From midday onwards the bell-ringers of Worcester cathedral rang the changes on the 12 bells that hang high in the tower. With King John entombed beneath, Worcester has a special reason for celebrating the octocentenary of the signing of Magna Carta and, if the mathematics tell that to ring all the permutations would require 479,001,600 changes and more than 30 years of continuous ringing, then the four hours they did boom out was more than adequate to do the job.
Whether, as with Quasimodo, the bells affected the batsmen of Worcestershire is a moot point. But not long after they started to sound out the scoreboard read 104 for one with Daryl Mitchell and Moeen Ali purring along at getting on for four runs per over. By the time the final change had rung, however, the last two Worcestershire batsmen were traipsing into the dressing room for a late tea, the innings having subsided to 243 all out after nine wickets fell for 139 in 37 overs.
There were some well-oiled runs, though, from Moeen, who made 45 before a languid dismissal, and a maiden half-century of considerable promise from the 19-year-old Joe Clarke. A prolific presence in the second team, where he is the only Worcestershire player to make two double hundreds,Clarke is now in his second first-class match and his first at New Road.
In the quiet of the evening, as some dark clouds rolled in threateningly, the Worcestershire bowlers in turn made substantial inroads into the Warwickshire innings, thanks to an incisive spell with the new ball from Joe Leach. He took the wickets of Varun Chopra, Ateeq Javid and Laurie Evans at a cost of 18 runs, with Jack Shantry claiming the wicket of Jonathan Trott for a third-ball duck.
There was the later sight of Saeed Ajmal, whose arm was once as straight as Tony Soprano, now operating with it like a gun barrel, a little higher now than the prototype that was first demonstrated using a white ball against Bangladesh.
This is his first first-class game since Pakistan’s Test match against Sri Lanka in Galle in August, and the test will be to see how much of his deception remains now that he is deprived of his doosra.
His presence, though, will surely have an impact on the amount of bowling Moeen can get, overs he sorely needs to regain the sort of bowling rhythm he produced last summer.
Warwickshire finished the day on 101 for four, with Ian Bell unbeaten on 46, and nicely placed to capitalise on the second day.
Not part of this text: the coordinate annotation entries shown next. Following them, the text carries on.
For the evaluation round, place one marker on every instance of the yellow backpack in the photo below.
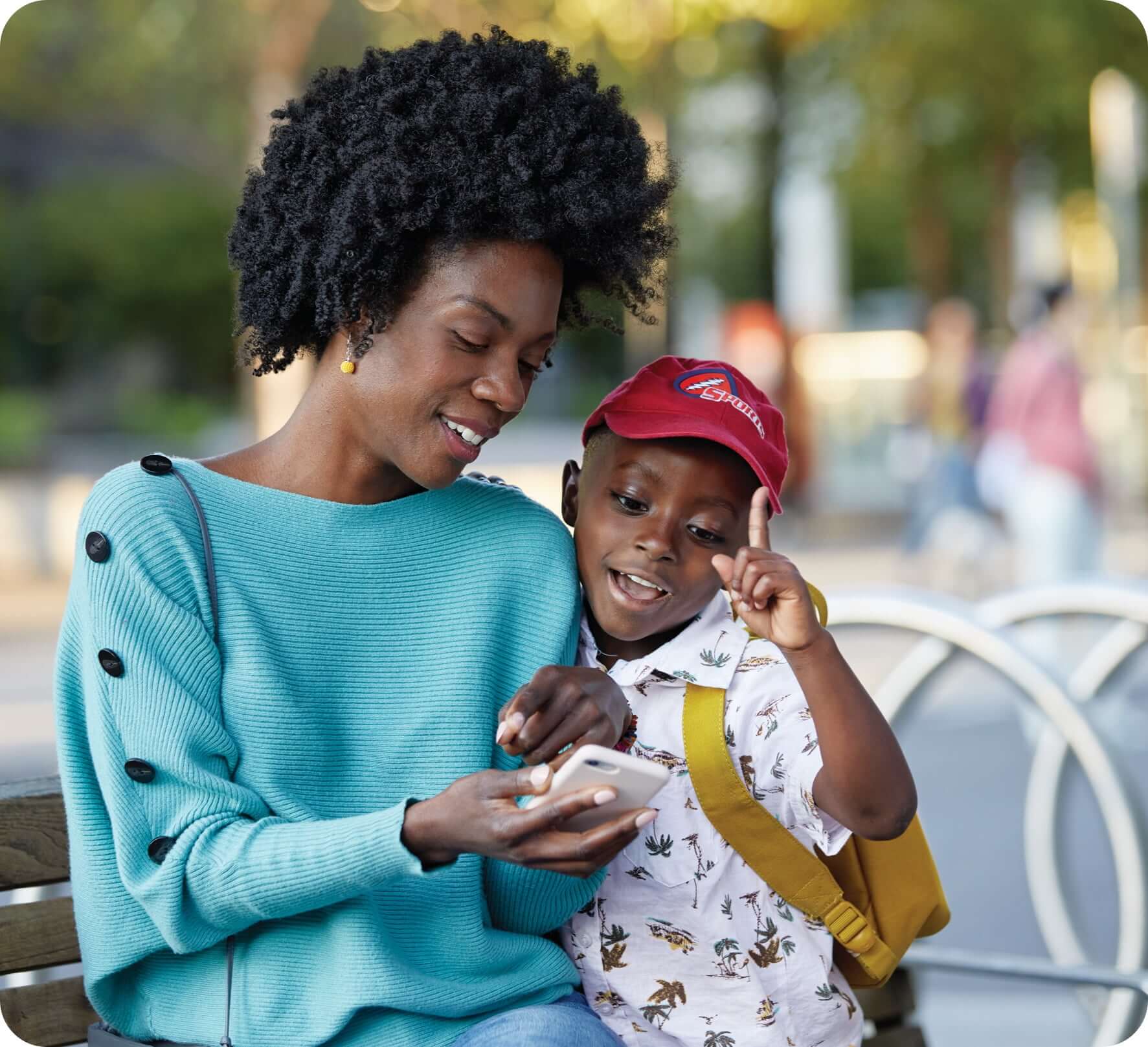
(875, 897)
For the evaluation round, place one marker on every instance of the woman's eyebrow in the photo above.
(504, 321)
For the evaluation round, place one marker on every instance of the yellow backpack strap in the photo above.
(819, 604)
(763, 843)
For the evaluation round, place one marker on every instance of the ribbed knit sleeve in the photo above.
(533, 901)
(202, 855)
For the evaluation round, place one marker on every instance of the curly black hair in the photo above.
(429, 147)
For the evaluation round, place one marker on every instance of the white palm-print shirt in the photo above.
(683, 944)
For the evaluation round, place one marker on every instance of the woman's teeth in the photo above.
(469, 435)
(634, 578)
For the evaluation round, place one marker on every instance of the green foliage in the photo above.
(90, 267)
(949, 95)
(25, 420)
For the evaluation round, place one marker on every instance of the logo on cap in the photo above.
(718, 387)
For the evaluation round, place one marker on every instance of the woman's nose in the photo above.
(501, 384)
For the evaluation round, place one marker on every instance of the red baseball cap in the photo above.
(710, 400)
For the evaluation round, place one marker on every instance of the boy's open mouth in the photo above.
(636, 588)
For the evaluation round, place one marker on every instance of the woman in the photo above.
(297, 820)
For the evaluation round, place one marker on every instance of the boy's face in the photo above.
(656, 511)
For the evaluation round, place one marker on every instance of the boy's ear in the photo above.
(571, 475)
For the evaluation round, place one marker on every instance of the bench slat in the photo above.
(34, 842)
(50, 1014)
(892, 1002)
(37, 934)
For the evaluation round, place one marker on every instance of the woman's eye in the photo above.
(628, 503)
(466, 344)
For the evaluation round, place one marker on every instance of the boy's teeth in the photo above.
(469, 435)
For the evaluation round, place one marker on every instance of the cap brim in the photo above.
(662, 425)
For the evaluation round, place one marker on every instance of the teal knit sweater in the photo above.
(364, 652)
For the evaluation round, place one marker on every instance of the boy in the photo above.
(682, 943)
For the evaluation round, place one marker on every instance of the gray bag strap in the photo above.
(225, 1039)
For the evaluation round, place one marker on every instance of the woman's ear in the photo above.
(571, 475)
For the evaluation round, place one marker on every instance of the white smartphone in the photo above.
(634, 780)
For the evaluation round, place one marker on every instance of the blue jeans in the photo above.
(563, 1023)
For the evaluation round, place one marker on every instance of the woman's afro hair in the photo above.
(433, 146)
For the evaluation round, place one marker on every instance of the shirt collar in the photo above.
(708, 651)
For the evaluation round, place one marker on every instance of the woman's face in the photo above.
(457, 361)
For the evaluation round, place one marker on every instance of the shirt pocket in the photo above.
(667, 850)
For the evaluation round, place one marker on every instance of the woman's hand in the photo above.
(561, 706)
(478, 814)
(765, 588)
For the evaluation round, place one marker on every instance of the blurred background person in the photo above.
(950, 409)
(1039, 462)
(754, 341)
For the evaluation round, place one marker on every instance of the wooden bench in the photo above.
(35, 935)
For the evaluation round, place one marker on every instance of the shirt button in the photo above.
(157, 465)
(96, 546)
(141, 771)
(111, 662)
(157, 850)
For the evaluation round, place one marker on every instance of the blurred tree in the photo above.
(950, 95)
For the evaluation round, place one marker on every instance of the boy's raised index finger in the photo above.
(759, 519)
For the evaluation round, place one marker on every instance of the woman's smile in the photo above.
(465, 436)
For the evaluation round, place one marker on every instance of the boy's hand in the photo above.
(766, 591)
(478, 814)
(561, 705)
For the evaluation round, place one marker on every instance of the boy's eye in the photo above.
(628, 503)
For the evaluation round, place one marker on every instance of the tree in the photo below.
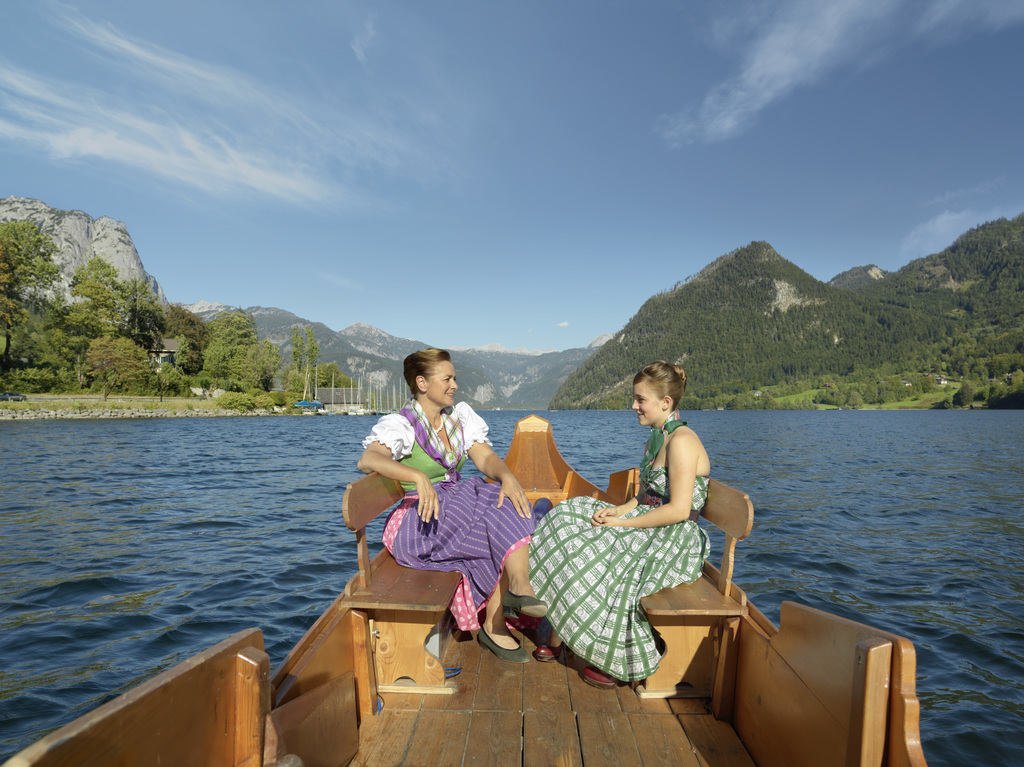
(115, 361)
(141, 313)
(27, 273)
(305, 354)
(262, 361)
(217, 361)
(193, 336)
(233, 333)
(97, 312)
(965, 396)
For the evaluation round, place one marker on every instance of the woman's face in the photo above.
(650, 410)
(439, 386)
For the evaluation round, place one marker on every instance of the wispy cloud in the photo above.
(205, 126)
(364, 39)
(979, 189)
(802, 42)
(939, 232)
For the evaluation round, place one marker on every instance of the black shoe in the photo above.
(518, 655)
(513, 605)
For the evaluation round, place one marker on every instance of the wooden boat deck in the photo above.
(543, 715)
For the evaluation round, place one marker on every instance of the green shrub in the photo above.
(236, 400)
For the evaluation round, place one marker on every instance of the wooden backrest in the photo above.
(208, 710)
(732, 512)
(825, 690)
(365, 500)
With 14 wickets in the day, there is the prospect, perhaps, of a visit from the pitch inspector, although many of the dismissals owed more to carelessness than any capriciousness in the surface. Thus far Bell and Tim Ambrose, 31, have added 66 for the fifth wicket.
Given the unruffled manner in which Mitchell and Moeen were progressing the collapse, which began with the Worcestershire captain’s careless dismissal right on lunch and was continued with three more wickets immediately after, was unexpected. Moeen, in particular, had looked in silky touch, driving and hitting seven boundaries with time to spare before he, like Mitchell, clipped tamely to mid-wicket.
It took a sparky stand of 53 in nine overs between Clarke and Leach to revive the innings. The former was well organised and straight in defence, hitting nine fours in a 61-ball 50 before he seemed to check a short-arm pull against Boyd Rankin.
He made such clean connection nonetheless that the ball just pinged from his bat straight to Trott on the deep square-leg boundary.